Now you just have to determine if you value Amex MR points more than Chase UR points.
All in all, it’s pricey and I don’t think that annual fee is waived the first year. So if you can’t hit the minimum spend you probably shouldn’t bother with this card.
If you’re patient, there might be an in-branch offer that waives the annual fee the first year, as was done with Chase Ink. I am going to hold out for something like that before I jump in on this.
Besides, I’ve got some spending to do on a new Chase Ink card that will give me 75,000+ Ultimate Rewards points.
Chase Sapphire Reserve Has a $300 Travel Credit
You can easily offset some (or all) of the costly Chase Sapphire Reserve annual fee thanks to the annual travel credit.
The good news is there’s a $300 annual travel credit that you can probably earn twice in 365 days (over two different calendar years) to more than offset the one annual fee.
The big question is what the airline credit can be used toward. If you can buy airline gift cards it’s a no-brainer.
If you can only use it for incidentals on flights it might not be as worthwhile. Still, if properly maxed out you could come out $150 ahead if you hit the credit twice in less than a year.
Update: You get a $300 credit annually for purchases in the travel category, meaning it could hypothetically be used for anything from hotel rooms to airfare to even ridesharing purchases like Uber and Lyft. If that’s the case this card is a steal!
And the statement credit will apparently post the same day your purchase posts to your account.
Over roughly two years (one annual fee charge) that equates to $150 in free travel and 104,000+ UR points, all for spending just $4,000. That’s pretty rad.

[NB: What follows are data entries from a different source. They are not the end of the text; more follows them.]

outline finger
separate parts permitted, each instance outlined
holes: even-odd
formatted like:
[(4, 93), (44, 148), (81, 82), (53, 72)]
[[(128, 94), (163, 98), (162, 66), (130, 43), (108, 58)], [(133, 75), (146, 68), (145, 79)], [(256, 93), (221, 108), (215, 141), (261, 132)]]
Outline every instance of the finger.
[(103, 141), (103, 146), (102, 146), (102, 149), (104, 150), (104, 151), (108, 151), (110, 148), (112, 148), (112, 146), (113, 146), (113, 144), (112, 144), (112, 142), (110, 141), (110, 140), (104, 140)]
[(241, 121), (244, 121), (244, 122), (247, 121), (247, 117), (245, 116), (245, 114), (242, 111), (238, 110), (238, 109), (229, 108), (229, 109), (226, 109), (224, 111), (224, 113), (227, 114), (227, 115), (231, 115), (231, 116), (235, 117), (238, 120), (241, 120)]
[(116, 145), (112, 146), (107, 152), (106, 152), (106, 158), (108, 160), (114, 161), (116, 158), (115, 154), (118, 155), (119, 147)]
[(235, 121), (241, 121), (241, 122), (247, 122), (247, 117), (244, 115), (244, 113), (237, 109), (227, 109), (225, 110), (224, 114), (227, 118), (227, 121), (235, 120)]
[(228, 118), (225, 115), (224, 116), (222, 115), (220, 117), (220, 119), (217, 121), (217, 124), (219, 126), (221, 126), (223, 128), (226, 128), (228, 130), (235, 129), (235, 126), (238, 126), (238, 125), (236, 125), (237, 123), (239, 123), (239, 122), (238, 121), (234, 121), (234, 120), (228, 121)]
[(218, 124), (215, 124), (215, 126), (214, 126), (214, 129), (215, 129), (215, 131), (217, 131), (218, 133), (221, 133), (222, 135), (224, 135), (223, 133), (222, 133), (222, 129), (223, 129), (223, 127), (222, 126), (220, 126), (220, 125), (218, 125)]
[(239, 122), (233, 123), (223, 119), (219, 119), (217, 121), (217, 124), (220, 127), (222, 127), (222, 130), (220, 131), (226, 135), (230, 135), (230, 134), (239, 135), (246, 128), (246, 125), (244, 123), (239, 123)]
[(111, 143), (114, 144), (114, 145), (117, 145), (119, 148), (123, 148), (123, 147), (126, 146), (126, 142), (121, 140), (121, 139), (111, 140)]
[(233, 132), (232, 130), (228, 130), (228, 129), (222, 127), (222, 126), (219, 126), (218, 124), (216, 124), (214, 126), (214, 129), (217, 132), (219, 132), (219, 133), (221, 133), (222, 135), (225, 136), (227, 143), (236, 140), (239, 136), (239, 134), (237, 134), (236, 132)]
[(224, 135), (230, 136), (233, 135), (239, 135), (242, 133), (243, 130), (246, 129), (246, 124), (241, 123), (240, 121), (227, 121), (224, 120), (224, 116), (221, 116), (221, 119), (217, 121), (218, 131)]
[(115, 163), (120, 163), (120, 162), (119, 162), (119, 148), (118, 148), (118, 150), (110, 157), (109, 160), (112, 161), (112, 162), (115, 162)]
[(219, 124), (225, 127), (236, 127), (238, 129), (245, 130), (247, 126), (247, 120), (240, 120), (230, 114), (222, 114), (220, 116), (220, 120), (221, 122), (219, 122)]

Chase Sapphire Reserve Offers 3X on Travel & Dining Worldwide
One great thing about Chase Sapphire Reserve is the rumored bonus categories. We’re talking 3X on both dining and travel worldwide, with dining the more interesting one for me. I eat out a lot so it’d be an efficient way to earn lots of UR points.
The only easier way to earn UR points is via Chase Ink and its 5X categories on things like internet, cable, cell phone, and office supplies. But if you had both cards open you could earn a boatload of UR points in a hurry with just plain old everyday spending.
The card is also expected to come with Priority Pass Select, which is airport lounge access that competitors like Citi offer via their Citi Prestige card. And things like a rebate for Global Entry and/or TSA Pre.
So in summary, the Chase Sapphire Reserve appears to be an ultra premium travel rewards credit card with one of the highest sign-up bonuses I’ve ever seen from Chase, which could be its greatest appeal.
Should You Apply for Chase Sapphire Reserve?
I don’t know if most savvy credit card churners would keep this card for more than a year, but I know a ton of them (if not all) would want to get their hands on 100,000 UR points for meeting a relatively low minimum spend.
This card is expected to be rolled out on August 21, 2016, so we should know in a few weeks if the rumors are all true. And what that pesky minimum spend is…it has been confirmed at just $4,000.
The $300 travel credit certainly makes the annual fee a lot less painful, if not icing on the cake of an already stellar deal.
I noted that I’m waiting because I’m working on a Chase Ink card spend at the moment, and also curious if this bonus could go even higher. Is it possible it could go to 150,000 UR points?
If you’re close to Chase’s 5/24 credit card cutoff, you may want to wait on applying for other credit cards to see if you can get approved for this special offer first.
My only concern in waiting is if the 100k sign-up bonus is lowered after the initial launch period. There’s no indication it will be, but we also don’t know if this is some sort of special bonus coinciding with the card’s launch.
We could find out in a few months that it was, and that the bonus is just 75,000, 50,000, or some other lower number. I wouldn’t wait if you don’t have any other cards on your radar, even if it does somehow get better. Besides, Chase is good about matching public offers.